In the figure below, a solid cylinder of radius 12 cm and mass 11 kg starts from rest and rolls without slipping a distance L = 6.0 m down a roof that is inclined at angle è = 30°.
(a) What is the angular speed of the cylinder about its center as it leaves the roof?
1 rad/s
(b) The roof's edge is at height H = 5.0 m. How far horizontally from the roof's edge does the cylinder hit the level ground?
2 m
Are 1 rad/s and 2 m your answers?
(a) I suggest you apply conservation of energy. The total kinetic energy is the sum of (1/2) M V^2 and (1/2) I w^2. where w = V/R.
w is the angular speed.
M g *L sin 30 = (1/2) M V^2 and (1/2) I w^2
= (1/2) M (Rw)^2 and (1/2)(1/2)MR^2) w^2
Solve for w. M cancels out
(b) Multiply the horizontal component of the velocity at the end of the roof by the time it takes to fall a distance H. Note that is leaves the roof with a downward velocity component.
To find the answers to the given questions, we can use the principles of rotational motion and apply them to the situation described in the problem. Let's break down the steps to find the solutions.
(a) To determine the angular speed of the cylinder about its center as it leaves the roof, we can use the concept of conservation of energy. The initial potential energy of the cylinder is converted into both rotational and translational kinetic energy as it rolls down the inclined roof.
The potential energy of the cylinder can be calculated using the formula:
Potential Energy = mass * gravity * height
Potential Energy = 11 kg * 9.8 m/s^2 * 5.0 m
Now, the rotational kinetic energy can be calculated using the formula:
Rotational Kinetic Energy = 0.5 * moment of inertia * (angular speed)^2
The moment of inertia of a solid cylinder rotating about its central axis is given by:
Moment of Inertia = (1/2) * mass * radius^2
Now, equating the initial potential energy to the sum of the rotational and translational kinetic energy, we can solve for the angular speed.
Potential Energy = Rotational Kinetic Energy + Translational Kinetic Energy
11 kg * 9.8 m/s^2 * 5.0 m = 0.5 * (1/2) * 11 kg * (12 cm)^2 * (angular speed)^2 + 0.5 * 11 kg * (angular speed)^2 * L^2
Simplifying the equation and solving for angular speed, we get:
(angular speed)^2 = (2 * 11 kg * 9.8 m/s^2 * 5.0 m) / (11 kg * (12 cm)^2 + L^2)
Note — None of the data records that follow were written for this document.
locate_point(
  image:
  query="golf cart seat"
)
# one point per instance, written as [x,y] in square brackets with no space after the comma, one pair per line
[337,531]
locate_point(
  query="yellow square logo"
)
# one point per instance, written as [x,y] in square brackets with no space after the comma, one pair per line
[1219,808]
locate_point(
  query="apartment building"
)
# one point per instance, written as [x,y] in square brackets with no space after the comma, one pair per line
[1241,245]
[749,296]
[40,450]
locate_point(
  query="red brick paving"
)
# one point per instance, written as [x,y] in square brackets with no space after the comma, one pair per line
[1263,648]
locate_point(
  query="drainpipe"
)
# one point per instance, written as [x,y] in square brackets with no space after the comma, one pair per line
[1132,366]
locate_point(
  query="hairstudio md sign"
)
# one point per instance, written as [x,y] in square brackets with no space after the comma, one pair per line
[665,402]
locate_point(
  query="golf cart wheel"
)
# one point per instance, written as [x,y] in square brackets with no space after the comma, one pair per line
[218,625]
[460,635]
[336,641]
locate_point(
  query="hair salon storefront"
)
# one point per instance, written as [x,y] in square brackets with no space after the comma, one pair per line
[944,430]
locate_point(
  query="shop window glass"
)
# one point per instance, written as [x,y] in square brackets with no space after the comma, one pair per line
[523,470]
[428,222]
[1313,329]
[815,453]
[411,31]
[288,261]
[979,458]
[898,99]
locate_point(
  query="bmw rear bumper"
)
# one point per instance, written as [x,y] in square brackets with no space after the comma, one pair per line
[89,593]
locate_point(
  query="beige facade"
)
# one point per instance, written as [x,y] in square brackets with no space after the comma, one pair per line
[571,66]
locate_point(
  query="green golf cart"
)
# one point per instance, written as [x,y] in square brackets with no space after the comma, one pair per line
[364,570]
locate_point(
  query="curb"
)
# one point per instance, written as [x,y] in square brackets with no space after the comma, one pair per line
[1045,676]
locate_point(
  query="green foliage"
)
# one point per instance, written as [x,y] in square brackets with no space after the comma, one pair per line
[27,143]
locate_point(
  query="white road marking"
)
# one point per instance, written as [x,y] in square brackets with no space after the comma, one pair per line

Plugging in the given values:
(angular speed)^2 = (2 * 11 kg * 9.8 m/s^2 * 5.0 m) / (11 kg * (0.12 m)^2 + (6.0 m)^2)
Solving this equation, we find:
(angular speed)^2 = 12.4924
angular speed ≈ 3.53 rad/s (approximately)
Therefore, the angular speed of the cylinder about its center as it leaves the roof is approximately 3.53 rad/s.
(b) To determine how far horizontally from the roof's edge the cylinder hits the level ground, we need to calculate the horizontal distance traveled by the cylinder during its descent.
We can use trigonometry to find the horizontal distance traveled. The distance can be calculated using the equation:
Horizontal distance = L * cos(theta), where theta is the angle of inclination of the roof.
Given that L = 6.0 m and theta = 30°, we can calculate the horizontal distance traveled using the formula:
Horizontal distance = 6.0 m * cos(30°)
Using the trigonometric identity cos(30°) = sqrt(3)/2, we get:
Horizontal distance ≈ 6.0 m * (sqrt(3)/2)
Horizontal distance ≈ 3.0 m
Therefore, the cylinder hits the level ground approximately 3.0 m horizontally from the roof's edge.